Ruhe, Adel und Passion
Die Singoldquelle prägt den Ort
Diese Ostallgäuer Marktgemeinde ist eine wahre Schatzkiste und ein heimatliches Aushängeschild. Und Waal ist Augsburg eng verbunden. Schließlich hat dort die Singold – die im Mittelalter den Augsburger Stadtgraben mit frischem Allgäuwasser versorgte – ihren Ursprung. Mitten im Ort und im Schatten der steinalten Filialkirche St. Nikolaus befindet sich die eingefasste Quelle. Und das sich gleich recht flink präsentierende Bächlein bildet dann das nasse Herz Waals. Es fließt – umrahmt von alten Kastanienbäumen – durch die Mitte des durch Geruhsamkeit geprägten alten Ortskerns.
Einige Wasserräder dokumentieren die Kraft der jungen Singold und die handwerkliche Vergangenheit des Ortes. Der Marktplatz wird charakterisiert durch die stilechte neugotische Hallenkirche St. Anna und das beeindruckende Schloss mit noch vorhandenen Resten einer im Städtekrieg 1397 von den bösen Augsburgern zerstörten Burganlage.

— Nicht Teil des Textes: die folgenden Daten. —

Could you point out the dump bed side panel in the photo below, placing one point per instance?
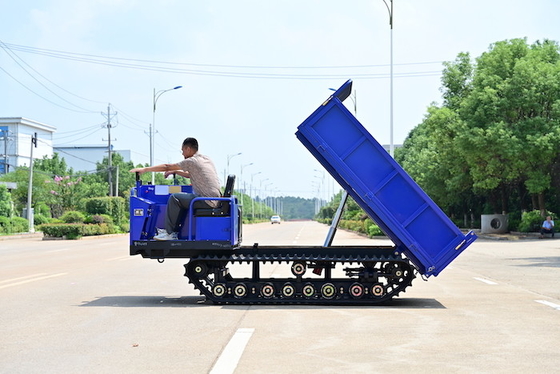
(382, 188)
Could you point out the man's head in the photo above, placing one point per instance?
(189, 147)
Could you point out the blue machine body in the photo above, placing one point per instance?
(380, 186)
(201, 228)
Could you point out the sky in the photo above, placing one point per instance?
(251, 71)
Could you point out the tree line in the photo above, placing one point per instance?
(493, 145)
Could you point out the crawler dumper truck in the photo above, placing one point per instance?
(425, 240)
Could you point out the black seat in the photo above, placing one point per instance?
(223, 206)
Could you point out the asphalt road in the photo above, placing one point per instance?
(87, 307)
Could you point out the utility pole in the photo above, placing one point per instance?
(110, 171)
(5, 137)
(30, 187)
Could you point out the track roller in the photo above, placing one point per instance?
(356, 290)
(219, 290)
(267, 290)
(299, 268)
(308, 291)
(240, 290)
(328, 291)
(377, 290)
(288, 290)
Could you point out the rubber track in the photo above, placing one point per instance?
(212, 270)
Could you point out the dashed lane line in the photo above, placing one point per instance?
(20, 281)
(548, 303)
(486, 281)
(228, 360)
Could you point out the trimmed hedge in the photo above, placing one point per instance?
(13, 225)
(111, 206)
(76, 230)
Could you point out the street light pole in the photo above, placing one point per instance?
(153, 126)
(391, 144)
(252, 197)
(227, 169)
(241, 187)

Dann strebt das muntere Gewässer – vorab eine kleine Kneipp’sche Wassertretanlage bedienend – entlang des Geburtshauses von Hubert Herkomer (1849–1914), einem berühmten Sohn der Gemeinde. Als Porträtmaler meist Adliger (darunter auch Angehörige des Königshauses) machte er in England Karriere und wurde dort sogar in den Adelsstand erhoben. Auch an den Priester und Heimatdichter Peter Dörfler (1878–1955) sei erinnert. Der verbrachte seine Kindheit im heutigen Waaler Ortsteil Waalhaupten. Seine meist historischen Romane haben die bäuerlich-schwäbische Welt bis rüber zum Lechrain als Bühne.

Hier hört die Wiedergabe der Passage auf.